Segundo o Ministério da Saúde, a principal forma de infecção por hantavirose é a partir da inalação de aerossóis formados a partir da urina, vezes e saliva de roedores infectados.
Outras formas de transmissão são por meio de machucados ou mordidas de ratos doentes, e contato do hantavírus com a mucosa (manusear os excrementos de roedores e levar as mãos sujas à boca, nariz ou olhos).
De forma mais rara, como aconteceu no cruzeiro, a hantavirose pode ser passada entre pessoas. Nesses casos, que costumam estar associados à cepa Andes, a transmissão acontece por via respiratória em situações de contato muito próximo e prolongado.
6 dicas para se prevenir do hantavírus
- Evitar contato com fezes, urina e saliva de roedores.
- Manter ambientes limpos e ventilados.
- Redobrar os cuidados ao limpar locais fechados por muito tempo.
- Utilizar proteção ao manusear áreas possivelmente contaminadas.
- Manter vacinas em dia e atenção à saúde antes de viagens.
- Evitar viajar com sintomas infecciosos
A ciência ainda não sabe exatamente o período que uma pessoa contaminada com a cepa Andes pode transmitir o hantavírus, mas alguns estudos sugerem que os dias antes de surgirem os primeiros sintomas são os mais perigosos.

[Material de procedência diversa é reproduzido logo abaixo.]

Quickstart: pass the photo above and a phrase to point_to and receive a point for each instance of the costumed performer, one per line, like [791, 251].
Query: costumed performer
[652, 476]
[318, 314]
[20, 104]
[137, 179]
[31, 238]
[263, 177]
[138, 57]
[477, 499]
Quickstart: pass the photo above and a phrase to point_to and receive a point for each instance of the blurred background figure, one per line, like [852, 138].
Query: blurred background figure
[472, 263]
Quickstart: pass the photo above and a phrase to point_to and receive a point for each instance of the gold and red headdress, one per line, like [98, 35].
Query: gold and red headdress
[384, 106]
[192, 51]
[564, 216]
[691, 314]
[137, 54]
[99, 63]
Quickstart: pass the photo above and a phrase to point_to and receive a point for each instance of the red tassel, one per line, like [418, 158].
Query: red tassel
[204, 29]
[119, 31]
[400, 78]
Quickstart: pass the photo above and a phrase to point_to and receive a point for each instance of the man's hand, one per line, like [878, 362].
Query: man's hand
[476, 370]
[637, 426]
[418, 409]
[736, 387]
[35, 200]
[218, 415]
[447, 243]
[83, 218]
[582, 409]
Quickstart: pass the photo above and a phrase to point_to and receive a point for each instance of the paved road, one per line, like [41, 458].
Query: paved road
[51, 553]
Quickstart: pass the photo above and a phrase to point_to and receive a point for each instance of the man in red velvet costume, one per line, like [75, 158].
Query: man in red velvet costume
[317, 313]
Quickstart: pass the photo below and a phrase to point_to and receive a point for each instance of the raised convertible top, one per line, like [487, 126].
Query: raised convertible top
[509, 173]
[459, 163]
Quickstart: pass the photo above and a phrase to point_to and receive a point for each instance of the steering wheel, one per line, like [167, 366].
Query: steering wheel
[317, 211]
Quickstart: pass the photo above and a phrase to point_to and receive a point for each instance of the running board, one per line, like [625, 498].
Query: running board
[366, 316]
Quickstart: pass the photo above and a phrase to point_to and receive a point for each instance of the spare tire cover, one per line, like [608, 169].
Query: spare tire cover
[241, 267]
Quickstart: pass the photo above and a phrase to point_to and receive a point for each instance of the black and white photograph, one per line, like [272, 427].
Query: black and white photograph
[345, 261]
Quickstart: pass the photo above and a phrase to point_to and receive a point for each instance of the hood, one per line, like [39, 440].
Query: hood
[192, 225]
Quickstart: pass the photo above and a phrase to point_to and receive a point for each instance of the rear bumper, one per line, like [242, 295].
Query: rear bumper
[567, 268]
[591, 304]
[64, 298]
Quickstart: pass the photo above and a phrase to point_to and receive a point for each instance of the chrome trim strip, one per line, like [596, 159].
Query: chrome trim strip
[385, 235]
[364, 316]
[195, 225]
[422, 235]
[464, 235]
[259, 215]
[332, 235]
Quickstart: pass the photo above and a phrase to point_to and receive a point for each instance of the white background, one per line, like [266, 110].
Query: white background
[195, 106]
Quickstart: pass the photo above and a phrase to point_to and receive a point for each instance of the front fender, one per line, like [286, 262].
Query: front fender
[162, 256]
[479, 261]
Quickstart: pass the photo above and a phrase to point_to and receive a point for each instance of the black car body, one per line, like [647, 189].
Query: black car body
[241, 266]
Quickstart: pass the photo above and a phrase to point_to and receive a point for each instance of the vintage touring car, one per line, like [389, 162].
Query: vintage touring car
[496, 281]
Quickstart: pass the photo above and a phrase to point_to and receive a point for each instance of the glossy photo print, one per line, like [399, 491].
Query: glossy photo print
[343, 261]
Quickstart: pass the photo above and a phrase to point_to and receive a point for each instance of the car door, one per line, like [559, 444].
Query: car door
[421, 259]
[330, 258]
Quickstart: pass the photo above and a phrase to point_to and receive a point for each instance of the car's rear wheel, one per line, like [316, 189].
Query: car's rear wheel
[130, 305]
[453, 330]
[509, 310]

“Na maioria das vezes, a doença começa com febre, mal-estar, dores no corpo e sintomas inespecíficos. Em uma parcela menor dos casos, pode evoluir para quadros graves, com falta de ar importante, insuficiência respiratória e necessidade de internação intensiva”, afirma o infectologista Evaldo Stanislau, médico infectologista e professor na Universidade São Judas/Inspirali.
Os primeiros sintomas podem aparecer de uma a cinco semanas após a infecção.
Tratamento e diagnóstico da hantavirose
O diagnóstico passa por exames laboratoriais, que podem confirmar a presença do hantavírus. Já o tratamento não é específico e deve ser avaliado caso a caso — em geral, são tratados os sintomas causados pela infecção.
A doença é de notificação compulsória imediata, e deve ser notificada em até 24h para as secretarias municipal e estadual de saúde, além do Ministério da Saúde.